TCS Daily


Small Is the New Big

By Dominic Basulto - November 3, 2003 12:00 AM

The myth of the Next Big Thing has a special place in the hearts and minds of Silicon Valley insiders. It is almost impossible to attend a technology conference or read an article on the future of the Valley without hearing about the Next Big Thing. Venture capitalists, marketing executives and start-up entrepreneurs are all too willing accomplices in creating the notion that a new, revolutionary technology is being cooked up in an R&D lab somewhere on the West Coast.

 

IT research firms also get into the act, hyping the appearance of the next billion-dollar market opportunity -- or, in the case of nanotechnology, the next trillion-dollar market opportunity.

 

Yet, as Michael Lewis warned in The New New Thing several years ago, there is a very real risk that "businessmen" in the technology sector are becoming nothing more than "conceptual artists." Pitch a cool concept, get funding, hire an all-star team, and then hope for a market to materialize.

 

If the economic slump continues in Silicon Valley, this strategy of pumping tens of millions of venture capital dollars into new start-ups in the hopes of creating the next billion-dollar behemoth may go the way of junk bond financed takeovers.
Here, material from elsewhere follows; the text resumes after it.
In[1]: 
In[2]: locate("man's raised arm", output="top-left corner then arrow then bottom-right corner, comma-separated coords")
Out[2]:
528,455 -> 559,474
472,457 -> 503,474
Of course, mega-deals will still exist, just like junk bonds still exist. If nothing else, though, VC firms will stop raising billion-dollar funds, since quite simply, it is impossible to put all that money to work while still achieving 30% annual returns. Borrowing an analogy from Hollywood, VC firms will once again start viewing themselves as 'independent movie studios' pumping out quality films on shoestring budgets, not as big Hollywood giants looking for marketable concepts and big-name actors (entrepreneurs) to exploit billion-dollar market opportunities.

 

Interestingly, Inc. magazine recently published its "Inc. 500" -- a list of the fastest-growing companies in America over the past five years. The Top 10 companies in the list averaged over 10,000% growth over the period 1998-2002, yet it is likely that only a handful of them would even merit the attention of VC investors. Only one company, in fact, is even based in California. Most importantly, only one of the top 10 companies has even reached the $100 million annual revenue mark. The top company -- American Biophysics of Rhode Island -- is basically a glorified "pest control" company that makes highly effective mosquito traps. When the company approached an outside financier for the first time, the response was not unexpected: why invest in a business model full of bugs (literally)?

 

Yet, it is exactly these types of small, fast-growth companies that should attract outside investors. With the exception of one company in the luxury nursing home business, each of the Top 10 companies is putting world-class technology to work to solve real problems. Under Armour Performance Apparel has developed high-performance synthetic materials for athletes. Rent Rite uses the Internet to create an online marketplace for office furniture. Cross Match Technologies has developed a unique fingerprint ID technology that has immediate applications for homeland security. Blackboard is a successful online learning company. ProFlowers has become a successful B2C purveyor of, you guessed it, flowers.

 

Small, well-run companies either bootstrapped by their founders or backed by modest amounts of VC financing that are using technology to solve real problems are the real hope of Silicon Valley. These companies tend to create their own market opportunities -- they are not "concepts" in search of a market. Think of Google, which was founded with a mission to build the best search algorithm possible. At the time, search was basically viewed as a "commodity" service. Now, however, Google is front-and-center in one of the hottest markets going -- paid search -- and already commands a multi-billion dollar valuation.

 

More than one experienced technology observer has noted -- usually after attending yet another whiz-bang Silicon Valley confab -- that "these things just happen." It's futile to hunt for the Next Big Thing -- it just happens. Even if a new technology appears ready to attain Next Big Thing status, a perverse form of the Efficient Market Hypothesis ensures that nobody makes money. If one VC firm invests in a certain technology sector, ten other VC firms will invest in that sector. As more money goes to work in that sector, more information is "uncovered," and it is no longer possible to buy low and sell high. In fact, in overheated sectors, investors are suddenly buying high and selling low. At some point, investors abandon the sector and move on to the Next Big Thing. Over time, it is impossible to beat the market.

 

So what comes first -- the billion-dollar market opportunity or the start-up with the billion-dollar market valuation? Most would argue that the billion-dollar market opportunity comes first. Why start a company if there is no possibility to make real money? Yet, as shown above, it is often the case that billion-dollar market opportunities only materialize when nobody expects them to appear. If this is true, maybe Silicon Valley insiders should hope for the appearance of a bunch of smaller things, and not just the Next Big Thing. Maybe small is the new big.

 

Dominic Basulto writes frequently for TCS about technology development and business.